The medical problem called major depressive disorder happens when people feel down and can’t feel up at all for more than two weeks. The usual fun activities don’t feel fun anymore. Sleep, appetite, and sexual drive can change. Crying and feelings of guilt can increase, and thoughts of suicide can become acceptable and even desirable where they weren’t before. These are clear signals that something in the brain is not working properly.

Sometimes, sad and depressed feelings can be caused by other problems in the body besides the brain. Physicians like psychiatrists and family practitioners, and advanced practice registered nurses (APRNs), can help rule out other causes of depression such as thyroid problems, undiagnosed diabetes, or hormone deficiencies.

Once clinical professionals have diagnosed major depression there are several effective treatments. All treatments overcome depression by changing the way the brain works.

So you have to honestly assess yourself and ask, how severe is your depression?

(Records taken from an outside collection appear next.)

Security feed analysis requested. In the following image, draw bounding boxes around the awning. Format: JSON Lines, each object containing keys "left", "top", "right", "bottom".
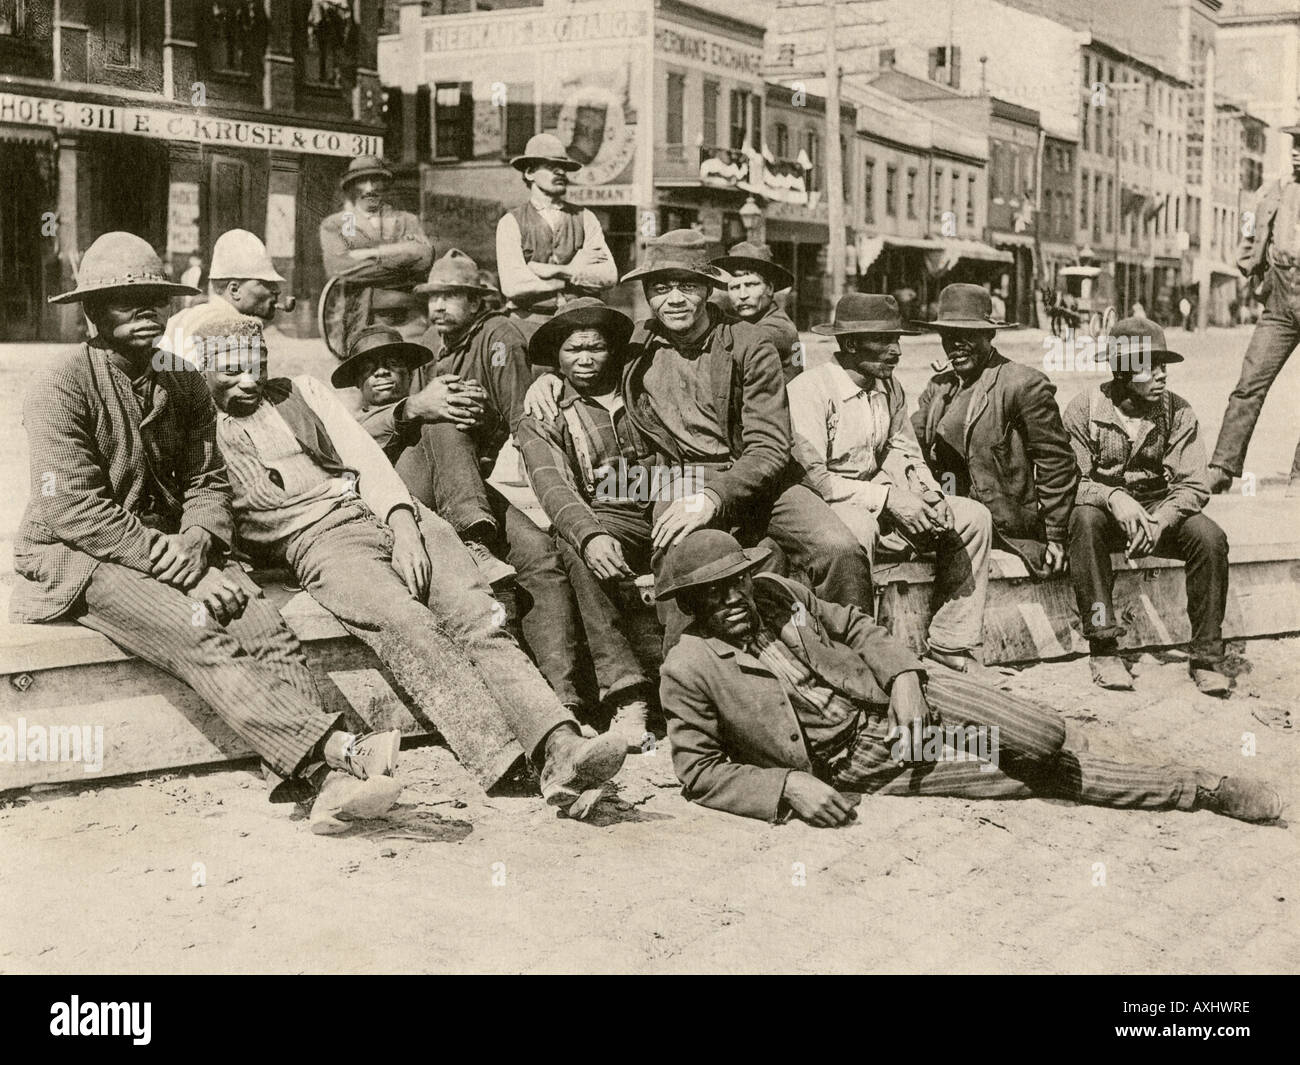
{"left": 883, "top": 236, "right": 944, "bottom": 252}
{"left": 940, "top": 238, "right": 1014, "bottom": 264}
{"left": 0, "top": 122, "right": 55, "bottom": 147}
{"left": 992, "top": 231, "right": 1036, "bottom": 249}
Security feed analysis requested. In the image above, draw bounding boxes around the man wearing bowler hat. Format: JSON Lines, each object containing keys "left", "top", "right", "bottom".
{"left": 912, "top": 283, "right": 1079, "bottom": 580}
{"left": 200, "top": 312, "right": 627, "bottom": 817}
{"left": 1208, "top": 121, "right": 1300, "bottom": 496}
{"left": 654, "top": 530, "right": 1280, "bottom": 826}
{"left": 12, "top": 232, "right": 405, "bottom": 834}
{"left": 790, "top": 294, "right": 993, "bottom": 671}
{"left": 1064, "top": 318, "right": 1231, "bottom": 695}
{"left": 496, "top": 132, "right": 617, "bottom": 336}
{"left": 517, "top": 298, "right": 659, "bottom": 751}
{"left": 319, "top": 155, "right": 433, "bottom": 347}
{"left": 619, "top": 230, "right": 873, "bottom": 650}
{"left": 711, "top": 241, "right": 801, "bottom": 381}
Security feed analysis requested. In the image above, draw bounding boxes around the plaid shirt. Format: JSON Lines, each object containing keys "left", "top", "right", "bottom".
{"left": 516, "top": 380, "right": 656, "bottom": 554}
{"left": 11, "top": 344, "right": 233, "bottom": 622}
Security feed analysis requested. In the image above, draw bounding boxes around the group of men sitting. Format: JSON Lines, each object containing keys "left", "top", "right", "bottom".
{"left": 12, "top": 168, "right": 1283, "bottom": 831}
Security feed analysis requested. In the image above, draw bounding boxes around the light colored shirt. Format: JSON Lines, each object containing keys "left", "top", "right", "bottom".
{"left": 787, "top": 361, "right": 936, "bottom": 514}
{"left": 495, "top": 194, "right": 616, "bottom": 301}
{"left": 218, "top": 374, "right": 413, "bottom": 550}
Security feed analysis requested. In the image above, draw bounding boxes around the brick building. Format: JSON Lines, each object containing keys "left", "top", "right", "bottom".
{"left": 0, "top": 0, "right": 386, "bottom": 342}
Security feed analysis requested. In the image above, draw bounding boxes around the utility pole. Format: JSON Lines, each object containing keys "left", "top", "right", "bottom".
{"left": 1196, "top": 44, "right": 1215, "bottom": 331}
{"left": 824, "top": 0, "right": 846, "bottom": 305}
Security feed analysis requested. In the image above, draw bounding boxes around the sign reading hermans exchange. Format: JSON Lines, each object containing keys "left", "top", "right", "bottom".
{"left": 0, "top": 92, "right": 382, "bottom": 158}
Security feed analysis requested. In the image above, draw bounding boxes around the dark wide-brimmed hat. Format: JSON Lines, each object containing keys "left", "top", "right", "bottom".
{"left": 330, "top": 325, "right": 433, "bottom": 389}
{"left": 528, "top": 297, "right": 634, "bottom": 368}
{"left": 1105, "top": 316, "right": 1184, "bottom": 370}
{"left": 655, "top": 530, "right": 771, "bottom": 602}
{"left": 918, "top": 283, "right": 1015, "bottom": 331}
{"left": 414, "top": 249, "right": 497, "bottom": 295}
{"left": 621, "top": 229, "right": 724, "bottom": 288}
{"left": 711, "top": 241, "right": 793, "bottom": 290}
{"left": 50, "top": 232, "right": 200, "bottom": 305}
{"left": 812, "top": 293, "right": 921, "bottom": 336}
{"left": 1280, "top": 121, "right": 1300, "bottom": 138}
{"left": 510, "top": 133, "right": 582, "bottom": 173}
{"left": 339, "top": 155, "right": 393, "bottom": 191}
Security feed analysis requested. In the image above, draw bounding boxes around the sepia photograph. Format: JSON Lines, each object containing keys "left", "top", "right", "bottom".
{"left": 0, "top": 0, "right": 1296, "bottom": 1011}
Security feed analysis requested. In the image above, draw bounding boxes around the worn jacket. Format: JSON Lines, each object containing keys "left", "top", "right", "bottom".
{"left": 318, "top": 205, "right": 433, "bottom": 285}
{"left": 746, "top": 303, "right": 801, "bottom": 382}
{"left": 1063, "top": 382, "right": 1209, "bottom": 527}
{"left": 11, "top": 344, "right": 233, "bottom": 623}
{"left": 1236, "top": 174, "right": 1300, "bottom": 282}
{"left": 660, "top": 572, "right": 925, "bottom": 822}
{"left": 516, "top": 381, "right": 655, "bottom": 555}
{"left": 622, "top": 305, "right": 801, "bottom": 521}
{"left": 912, "top": 351, "right": 1078, "bottom": 576}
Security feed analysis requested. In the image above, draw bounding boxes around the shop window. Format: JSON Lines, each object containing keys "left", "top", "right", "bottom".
{"left": 0, "top": 0, "right": 26, "bottom": 35}
{"left": 206, "top": 0, "right": 268, "bottom": 77}
{"left": 300, "top": 0, "right": 357, "bottom": 89}
{"left": 434, "top": 82, "right": 474, "bottom": 160}
{"left": 104, "top": 0, "right": 141, "bottom": 69}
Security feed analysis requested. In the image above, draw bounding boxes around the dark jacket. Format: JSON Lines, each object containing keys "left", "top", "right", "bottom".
{"left": 622, "top": 306, "right": 801, "bottom": 521}
{"left": 11, "top": 344, "right": 233, "bottom": 622}
{"left": 660, "top": 572, "right": 925, "bottom": 822}
{"left": 912, "top": 351, "right": 1078, "bottom": 576}
{"left": 747, "top": 303, "right": 801, "bottom": 382}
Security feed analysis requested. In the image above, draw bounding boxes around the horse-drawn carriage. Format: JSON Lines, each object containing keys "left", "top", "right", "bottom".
{"left": 1056, "top": 265, "right": 1118, "bottom": 339}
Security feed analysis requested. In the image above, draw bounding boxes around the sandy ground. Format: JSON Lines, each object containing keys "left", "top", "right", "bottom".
{"left": 1, "top": 323, "right": 1298, "bottom": 974}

In mild cases of depression, talk therapy is very effective. It can help improve negative ways of thinking that have become destructive habits over the years. As you develop new ways of thinking and responding to problems, your brain cells change the ways they are connected and interact with each other. You can find ways to conquer this type of depression by merely retraining your habits and brain cells.

In moderate to severe depression, a combination of medications and talk therapy is most helpful. The medications improve chemical and structural pathways between brain cells.

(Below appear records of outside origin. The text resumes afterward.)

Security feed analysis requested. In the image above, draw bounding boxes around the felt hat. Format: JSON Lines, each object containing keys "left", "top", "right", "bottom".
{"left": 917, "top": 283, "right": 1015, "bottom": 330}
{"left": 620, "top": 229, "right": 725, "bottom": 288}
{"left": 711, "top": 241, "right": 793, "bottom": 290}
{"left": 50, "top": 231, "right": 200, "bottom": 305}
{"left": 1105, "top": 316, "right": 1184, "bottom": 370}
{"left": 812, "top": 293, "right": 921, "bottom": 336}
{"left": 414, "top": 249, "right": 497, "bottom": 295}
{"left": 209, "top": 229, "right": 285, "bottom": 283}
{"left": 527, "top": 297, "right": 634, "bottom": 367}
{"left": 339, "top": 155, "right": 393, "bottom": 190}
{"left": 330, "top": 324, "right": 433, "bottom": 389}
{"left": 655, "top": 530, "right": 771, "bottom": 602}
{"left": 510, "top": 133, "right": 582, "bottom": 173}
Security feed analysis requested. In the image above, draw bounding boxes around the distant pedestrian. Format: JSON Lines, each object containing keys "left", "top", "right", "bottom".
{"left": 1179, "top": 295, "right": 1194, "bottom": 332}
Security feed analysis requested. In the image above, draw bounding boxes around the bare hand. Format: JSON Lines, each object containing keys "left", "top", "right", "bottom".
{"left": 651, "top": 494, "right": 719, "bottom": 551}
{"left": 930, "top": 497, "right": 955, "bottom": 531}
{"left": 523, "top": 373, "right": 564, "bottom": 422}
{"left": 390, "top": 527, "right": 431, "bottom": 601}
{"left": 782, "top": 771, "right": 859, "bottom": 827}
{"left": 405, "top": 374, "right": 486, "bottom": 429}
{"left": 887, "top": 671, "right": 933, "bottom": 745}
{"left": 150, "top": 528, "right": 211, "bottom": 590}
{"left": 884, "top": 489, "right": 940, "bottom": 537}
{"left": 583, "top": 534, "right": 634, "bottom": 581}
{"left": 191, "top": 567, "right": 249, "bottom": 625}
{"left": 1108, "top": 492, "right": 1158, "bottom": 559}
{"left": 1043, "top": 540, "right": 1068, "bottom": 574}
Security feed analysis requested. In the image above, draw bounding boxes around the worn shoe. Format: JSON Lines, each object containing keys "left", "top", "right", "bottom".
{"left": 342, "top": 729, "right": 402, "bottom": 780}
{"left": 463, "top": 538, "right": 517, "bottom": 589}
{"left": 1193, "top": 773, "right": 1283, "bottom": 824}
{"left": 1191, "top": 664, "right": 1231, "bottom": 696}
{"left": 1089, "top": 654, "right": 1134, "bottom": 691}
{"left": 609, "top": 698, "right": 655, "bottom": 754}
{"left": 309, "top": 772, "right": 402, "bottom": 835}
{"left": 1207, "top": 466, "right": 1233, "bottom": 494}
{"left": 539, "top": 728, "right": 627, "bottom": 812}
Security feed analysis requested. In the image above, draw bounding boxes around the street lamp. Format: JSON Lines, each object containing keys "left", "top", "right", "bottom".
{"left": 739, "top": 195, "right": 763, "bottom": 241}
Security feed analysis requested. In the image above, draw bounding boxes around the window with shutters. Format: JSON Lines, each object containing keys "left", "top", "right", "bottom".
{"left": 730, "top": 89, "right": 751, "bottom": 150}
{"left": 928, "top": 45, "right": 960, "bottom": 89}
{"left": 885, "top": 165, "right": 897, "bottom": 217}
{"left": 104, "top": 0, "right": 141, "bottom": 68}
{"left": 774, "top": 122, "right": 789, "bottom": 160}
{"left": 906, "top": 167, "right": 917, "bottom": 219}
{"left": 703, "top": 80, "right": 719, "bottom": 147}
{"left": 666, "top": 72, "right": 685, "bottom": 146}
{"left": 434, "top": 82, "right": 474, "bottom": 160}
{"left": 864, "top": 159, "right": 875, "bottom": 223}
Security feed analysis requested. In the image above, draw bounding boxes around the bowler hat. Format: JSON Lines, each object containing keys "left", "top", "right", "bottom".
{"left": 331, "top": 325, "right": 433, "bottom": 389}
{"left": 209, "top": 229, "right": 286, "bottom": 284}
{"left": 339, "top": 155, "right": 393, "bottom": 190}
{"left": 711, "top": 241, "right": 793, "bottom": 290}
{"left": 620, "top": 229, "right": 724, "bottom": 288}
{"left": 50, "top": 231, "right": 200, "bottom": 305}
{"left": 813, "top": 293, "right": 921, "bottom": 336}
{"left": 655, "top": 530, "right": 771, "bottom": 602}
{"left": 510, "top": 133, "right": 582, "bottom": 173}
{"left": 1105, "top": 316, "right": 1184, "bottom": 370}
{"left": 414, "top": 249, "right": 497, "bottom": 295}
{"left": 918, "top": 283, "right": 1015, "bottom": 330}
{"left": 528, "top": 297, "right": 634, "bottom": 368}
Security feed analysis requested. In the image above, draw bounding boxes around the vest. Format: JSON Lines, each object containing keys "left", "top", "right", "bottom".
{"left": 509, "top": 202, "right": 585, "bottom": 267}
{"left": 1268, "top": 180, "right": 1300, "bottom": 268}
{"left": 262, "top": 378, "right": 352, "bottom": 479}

In the most severe form of depression, people can become psychotic meaning they lose the ability to distinguish their thinking and senses from reality. They might hear voices, or see things that aren’t there. They may become convinced that people or organizations like the government are targeting them for persecution or harm. This type of depression does not respond well to talk therapy and instead needs medications.

The single most effective treatment for depression is also the least used; electroconvulsive therapy (ECT). Many Americans know about this therapy from Jack Nicholson’s experience in the movie, One Flew Over the Cuckoo’s Nest. This therapy works by inducing a grand mal seizure after delivering electricity to the brain under anesthesia. It is about 70% to 80% effective. It is not used frequently because of its high cost (nearly $20,000), and significant side effects like memory loss, anesthesia recovery, and recommendations to avoid driving or operating heavy equipment for 24 hours.

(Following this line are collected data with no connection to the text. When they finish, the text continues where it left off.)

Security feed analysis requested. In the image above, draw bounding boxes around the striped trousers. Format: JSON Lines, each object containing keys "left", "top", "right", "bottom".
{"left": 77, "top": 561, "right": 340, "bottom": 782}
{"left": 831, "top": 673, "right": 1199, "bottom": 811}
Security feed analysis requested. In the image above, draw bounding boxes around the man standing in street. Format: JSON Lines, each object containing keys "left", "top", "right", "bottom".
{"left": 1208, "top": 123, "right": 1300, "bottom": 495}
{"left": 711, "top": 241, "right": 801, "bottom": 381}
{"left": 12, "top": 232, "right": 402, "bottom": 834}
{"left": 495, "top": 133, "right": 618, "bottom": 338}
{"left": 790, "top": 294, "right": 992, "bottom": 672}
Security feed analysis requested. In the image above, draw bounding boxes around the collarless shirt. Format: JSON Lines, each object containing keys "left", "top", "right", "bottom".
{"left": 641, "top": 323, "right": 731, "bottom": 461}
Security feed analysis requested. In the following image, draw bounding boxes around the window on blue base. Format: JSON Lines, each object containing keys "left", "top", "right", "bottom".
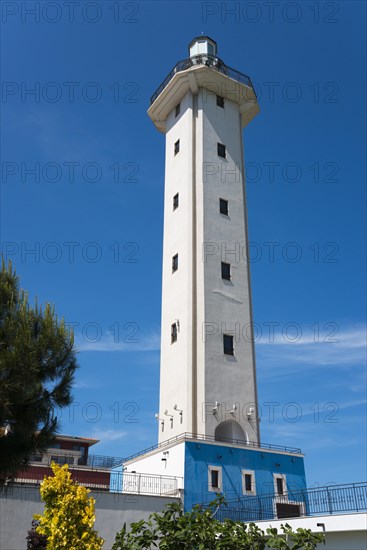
{"left": 223, "top": 334, "right": 234, "bottom": 356}
{"left": 274, "top": 474, "right": 287, "bottom": 496}
{"left": 208, "top": 465, "right": 222, "bottom": 492}
{"left": 242, "top": 470, "right": 256, "bottom": 495}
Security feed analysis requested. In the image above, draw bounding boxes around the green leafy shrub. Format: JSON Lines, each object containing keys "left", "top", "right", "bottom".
{"left": 112, "top": 495, "right": 325, "bottom": 550}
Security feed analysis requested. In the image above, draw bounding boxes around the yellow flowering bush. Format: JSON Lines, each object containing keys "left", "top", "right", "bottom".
{"left": 34, "top": 463, "right": 104, "bottom": 549}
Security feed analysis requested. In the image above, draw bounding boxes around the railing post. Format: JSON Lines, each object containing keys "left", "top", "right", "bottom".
{"left": 302, "top": 489, "right": 307, "bottom": 516}
{"left": 326, "top": 487, "right": 333, "bottom": 514}
{"left": 352, "top": 483, "right": 359, "bottom": 512}
{"left": 258, "top": 496, "right": 263, "bottom": 520}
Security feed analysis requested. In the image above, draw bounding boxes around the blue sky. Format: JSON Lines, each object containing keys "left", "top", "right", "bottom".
{"left": 1, "top": 1, "right": 366, "bottom": 487}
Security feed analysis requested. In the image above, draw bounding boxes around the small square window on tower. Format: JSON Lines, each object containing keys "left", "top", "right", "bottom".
{"left": 221, "top": 261, "right": 231, "bottom": 280}
{"left": 173, "top": 193, "right": 179, "bottom": 210}
{"left": 219, "top": 198, "right": 228, "bottom": 216}
{"left": 216, "top": 95, "right": 224, "bottom": 108}
{"left": 217, "top": 142, "right": 226, "bottom": 158}
{"left": 171, "top": 323, "right": 177, "bottom": 344}
{"left": 172, "top": 253, "right": 178, "bottom": 273}
{"left": 174, "top": 139, "right": 180, "bottom": 155}
{"left": 175, "top": 103, "right": 180, "bottom": 117}
{"left": 223, "top": 334, "right": 234, "bottom": 355}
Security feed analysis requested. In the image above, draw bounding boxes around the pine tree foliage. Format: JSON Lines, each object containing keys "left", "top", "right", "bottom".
{"left": 0, "top": 260, "right": 78, "bottom": 482}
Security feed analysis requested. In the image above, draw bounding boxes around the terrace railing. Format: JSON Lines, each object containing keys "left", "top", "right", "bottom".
{"left": 124, "top": 432, "right": 301, "bottom": 463}
{"left": 29, "top": 452, "right": 124, "bottom": 469}
{"left": 111, "top": 470, "right": 182, "bottom": 497}
{"left": 207, "top": 482, "right": 367, "bottom": 522}
{"left": 14, "top": 467, "right": 182, "bottom": 497}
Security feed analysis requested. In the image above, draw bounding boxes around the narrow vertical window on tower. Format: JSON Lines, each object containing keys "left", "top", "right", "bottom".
{"left": 173, "top": 193, "right": 179, "bottom": 210}
{"left": 171, "top": 323, "right": 177, "bottom": 344}
{"left": 219, "top": 198, "right": 228, "bottom": 216}
{"left": 217, "top": 142, "right": 226, "bottom": 158}
{"left": 216, "top": 95, "right": 224, "bottom": 108}
{"left": 174, "top": 139, "right": 180, "bottom": 155}
{"left": 223, "top": 334, "right": 234, "bottom": 356}
{"left": 221, "top": 261, "right": 231, "bottom": 280}
{"left": 175, "top": 103, "right": 180, "bottom": 117}
{"left": 172, "top": 253, "right": 178, "bottom": 273}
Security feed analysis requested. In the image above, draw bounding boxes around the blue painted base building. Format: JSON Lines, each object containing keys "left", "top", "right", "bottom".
{"left": 123, "top": 433, "right": 307, "bottom": 518}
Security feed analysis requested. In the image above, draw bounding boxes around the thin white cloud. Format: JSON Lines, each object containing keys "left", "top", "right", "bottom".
{"left": 89, "top": 428, "right": 129, "bottom": 443}
{"left": 257, "top": 325, "right": 366, "bottom": 348}
{"left": 256, "top": 325, "right": 366, "bottom": 371}
{"left": 76, "top": 330, "right": 160, "bottom": 353}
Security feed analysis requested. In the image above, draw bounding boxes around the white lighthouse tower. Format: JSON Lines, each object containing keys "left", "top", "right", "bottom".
{"left": 123, "top": 39, "right": 306, "bottom": 508}
{"left": 149, "top": 37, "right": 260, "bottom": 445}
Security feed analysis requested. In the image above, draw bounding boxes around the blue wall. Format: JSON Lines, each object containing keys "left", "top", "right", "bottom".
{"left": 184, "top": 442, "right": 306, "bottom": 512}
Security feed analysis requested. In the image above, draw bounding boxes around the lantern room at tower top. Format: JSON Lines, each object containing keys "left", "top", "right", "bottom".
{"left": 188, "top": 35, "right": 217, "bottom": 57}
{"left": 148, "top": 35, "right": 259, "bottom": 132}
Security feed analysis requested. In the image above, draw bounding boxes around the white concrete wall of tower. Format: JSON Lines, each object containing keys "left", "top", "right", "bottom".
{"left": 155, "top": 76, "right": 260, "bottom": 444}
{"left": 198, "top": 88, "right": 259, "bottom": 443}
{"left": 158, "top": 90, "right": 195, "bottom": 442}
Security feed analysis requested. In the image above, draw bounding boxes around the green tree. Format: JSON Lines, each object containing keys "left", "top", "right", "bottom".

An alternative to ECT, called transcranial magnetic stimulation (TMS), was introduced to the American market in 2009 after FDA approval. It is approved for use after the failure of one antidepressant. It works by delivering magnetic pulses to the front part of the brain which activates and stimulates better connection between brain cells. It is delivered outpatient in 20-minute sessions, costs about 75% less than ECT, does not induce seizures, requires anesthesia, cause memory loss, or impose driving restrictions. The only TMS machines in the state of Utah are at Highland Springs Clinic in Holladay and the University of Utah.

October is National Depression Awareness Month. This is an important time to ask yourselves and loves ones these tough questions. Are you in need of medical help? Could you be happier than you are now? Remember, there is hope and there is a path to a happier life!

If you or someone you love is suffering from excessive or abnormal amounts of feeling down without the ability to feel better through normal means of pleasure, then please get help. Visit your doctor. See a therapist. Call one of the many mental health treatment facilities in our community like Highland Springs. Don’t suffer unnecessarily. Take the first steps that will help you find happiness again.